NNPC Remains Sole Off-Taker of Petrol from Dangote Refinery Despite FG Directive

Oil Marketers Await Termination of NNPC-Dangote Agreement for Direct Purchases

NNPC Remains Sole Off-Taker of Petrol from Dangote Refinery Despite FG Directive

The Nigerian National Petroleum Company Limited (NNPC) continues to be the sole off-taker of Premium Motor Spirit (PMS), commonly known as petrol, from the Dangote Petroleum Refinery, despite the recent Federal Government directive allowing other oil marketers to purchase petrol directly from the refinery.

Oil marketers disclosed on Wednesday that NNPC would maintain its role as the exclusive off-taker until the current agreement between the state-owned oil company and the Dangote Refinery regarding the lifting of PMS is concluded. However, neither the marketers nor officials from NNPC and Dangote provided clarity on when the agreement is expected to end.

On October 11, 2024, the Federal Government, through a statement by the Ministry of Finance, announced that oil marketers were now permitted to negotiate directly with local refineries, including Dangote Refinery, to buy petrol. The aim was to promote competition and improve market efficiency by removing NNPC’s intermediary role.

“Moving forward, petroleum product marketers are now able to purchase PMS directly from local refineries without the intermediary role of NNPC. Marketers are encouraged to initiate direct purchases from refineries on mutually negotiated commercial terms,” the government said.

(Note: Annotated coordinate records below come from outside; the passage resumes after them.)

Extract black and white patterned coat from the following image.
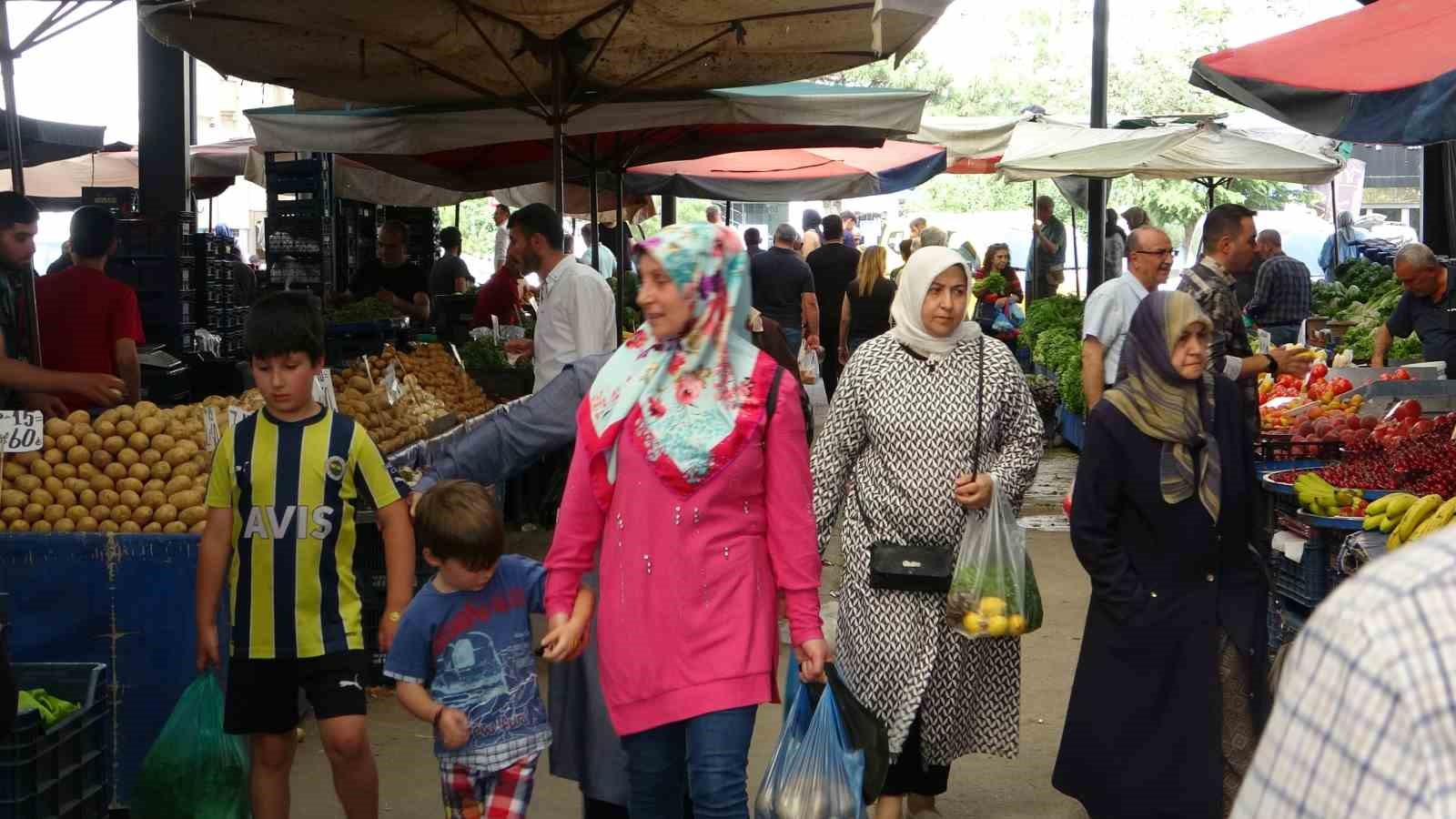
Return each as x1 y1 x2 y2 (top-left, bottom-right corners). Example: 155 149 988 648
813 328 1041 765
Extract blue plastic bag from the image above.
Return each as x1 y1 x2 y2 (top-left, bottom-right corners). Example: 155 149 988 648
753 685 864 819
131 673 252 819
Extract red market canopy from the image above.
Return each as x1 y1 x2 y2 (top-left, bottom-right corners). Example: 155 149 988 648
626 140 945 203
1189 0 1456 146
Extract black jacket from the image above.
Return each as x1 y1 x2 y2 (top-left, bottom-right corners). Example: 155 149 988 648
1053 376 1269 819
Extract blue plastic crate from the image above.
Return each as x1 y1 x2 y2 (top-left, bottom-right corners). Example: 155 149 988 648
1272 538 1330 609
1057 407 1087 451
0 663 111 819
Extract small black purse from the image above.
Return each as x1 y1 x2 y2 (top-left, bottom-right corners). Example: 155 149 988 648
854 337 986 594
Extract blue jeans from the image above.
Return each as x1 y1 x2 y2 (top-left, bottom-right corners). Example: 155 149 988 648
779 324 804 356
622 705 759 819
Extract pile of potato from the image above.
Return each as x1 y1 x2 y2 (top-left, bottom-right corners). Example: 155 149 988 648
398 344 492 419
333 344 490 455
0 400 213 533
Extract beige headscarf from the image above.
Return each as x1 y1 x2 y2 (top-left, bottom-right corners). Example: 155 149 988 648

However, during a meeting with the Dangote Refinery on Tuesday, the Independent Petroleum Marketers Association of Nigeria (IPMAN) revealed that NNPC is still the exclusive off-taker until the agreement between the two organisations ends.

In a notice to its members, Dele Tajudeen, the Zonal Chairman of IPMAN’s South-West zone, confirmed the ongoing NNPC-Dangote arrangement. He stated, “The Vice President of Dangote confirmed that the Minister of Finance and the Minister of Petroleum Resources have directed them to commence sales of products to marketers who have duly registered with the refinery, but they are still having a pending agreement with NNPC Ltd which still subsists.”

Tajudeen urged IPMAN members to ensure they are properly registered with the association to benefit from the eventual commencement of direct sales from the refinery. He also noted that a meeting of the IPMAN National Executive Council was scheduled to take place in Abuja to discuss the situation.

Despite the Federal Government’s directive, major oil marketers confirmed that they are still obtaining petrol from Dangote Refinery through the existing agreement between NNPC and the refinery, with transactions processed via proforma invoices (PFI).